PART 146--NATIONAL POULTRY IMPROVEMENT PLAN FOR COMMERCIAL POULTRY
0
31. The authority citation for part 146 continues to read as follows:
Authority: 7 U.S.C. 8301-8317; 7 CFR 2.22, 2.80, and 371.4.
0
32. Section 146.1 is amended as follows:
0
a. By revising the definition of authorized laboratory.
0
b. In the definition of commercial meat-type flock, by adding the words
``spent fowl,'' after the word ``chickens,''.
0
c. In the definition of H5/H7 low pathogenic avian influenza (LPAI), by
adding the words ``or equal to'' before the number ``1.2'' and by
adding the word ``causes'' before the words ``less than 75''.
0
d. In the definition of H5/H7 LPAI virus infection (infected), by
adding the words ``the Cooperating State Agency, the Official State
Agency, and'' before the word ``APHIS''.
The revision reads as follows:
Sec. 146.1 Definitions.
* * * * *
Authorized laboratory. An authorized laboratory is a laboratory
that meets the requirements of Sec. 147.52 and is thus qualified to
perform the assays in accordance with part 147 of this subchapter.
* * * * *
Sec. 146.2 [Amended]
0
33. In Sec. 146.2, paragraph (e) is amended by removing the words
``follow the laboratory protocols outlined in part 147 of this
chapter'' and adding the words ``conduct tests in accordance with part
147 of this subchapter'' in their place.
Sec. 146.3 [Amended]
0
34. Section 146.3 is amended as follows:
0
a.
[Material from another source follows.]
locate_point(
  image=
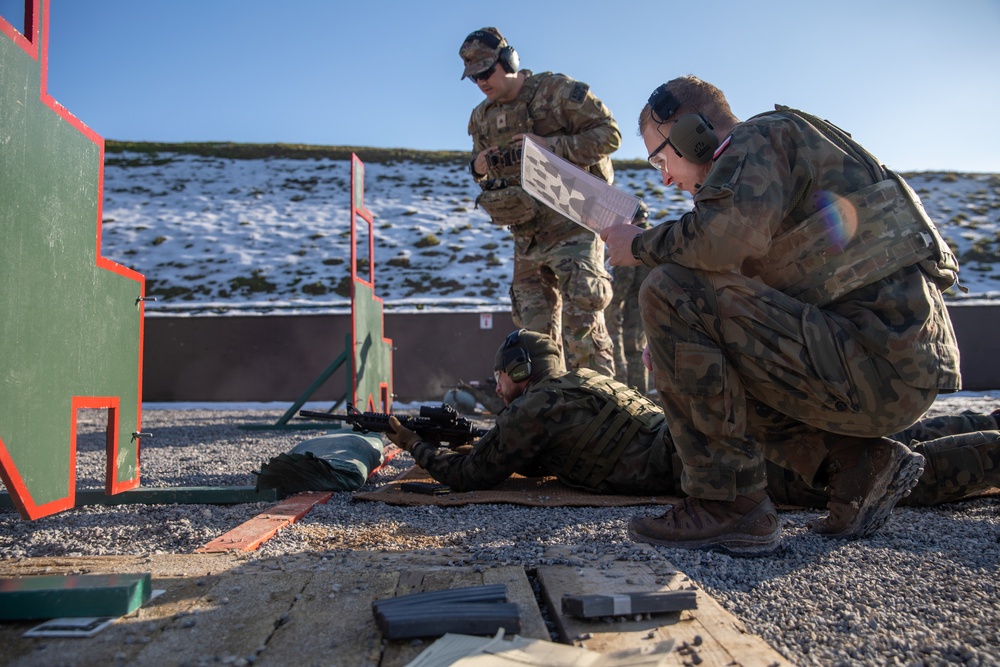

In paragraph (c), by adding the words ``, spent fowl,'' after the
word ``chicken''.
0
b. By removing paragraph (e).
Sec. 146.5 [Amended]
0
35. In Sec. 146.5, paragraph (b) is amended by removing the words ``as
recommended in Sec. 147.21(c)'' and adding the words ``in accordance
with part 147'' in their place.
0
36. In Sec. 146.11, paragraph (b) is revised to read as follows:
Sec. 146.11 Inspections.
* * * * *
(b) A flock will be considered to be not conforming to protocol if
there are no test results available, if samples from the flock were not
collected and tested within 21 days prior to slaughter, or if the test
results for the flocks were not returned prior to movement to
slaughter.
* * * * *
0
37. Section 146.13 is amended as follows:
0
a. In paragraph (a)(1), by removing the words ``the requirements in
Sec. 147.8'' and adding the words ``part 147'' in their place.
0
b. By revising paragraph (b)(1)(ii)(C).
0
c. In paragraph (b)(2)(i), by removing the word ``(AVPR01510)''.
0
d. By revising paragraph (b)(2)(ii)(B).
The revisions read as follows:
Sec. 146.13 Testing.
* * * * *
(b) * * *
(1) * * *
(ii) * * *
(C) The AGID test for avian influenza must be conducted in
accordance with part 147 of this subchapter. The test can be conducted
on egg yolk or blood samples. The AGID test is not recommended for use
in waterfowl.
* * * * *
(2) * * *
(ii) * * *
(B) Chicken and turkey flocks that test positive on the ACIA must
be retested using the RRT-PCR or virus isolation. Positive results from
the RRT-PCR or virus isolation must be further tested by Federal
Reference Laboratories using appropriate tests for confirmation. Final
judgment may be based upon further sampling and appropriate tests for
confirmation.
* * * * *
0
38. Section 146.23 is amended by revising the introductory text of
paragraphs (a), (a)(1), and (a)(2) to read as follows:
Sec. 146.23 Terminology and classification; flocks and products.
* * * * *
(a) U.S. H5/H7 Avian Influenza Monitored.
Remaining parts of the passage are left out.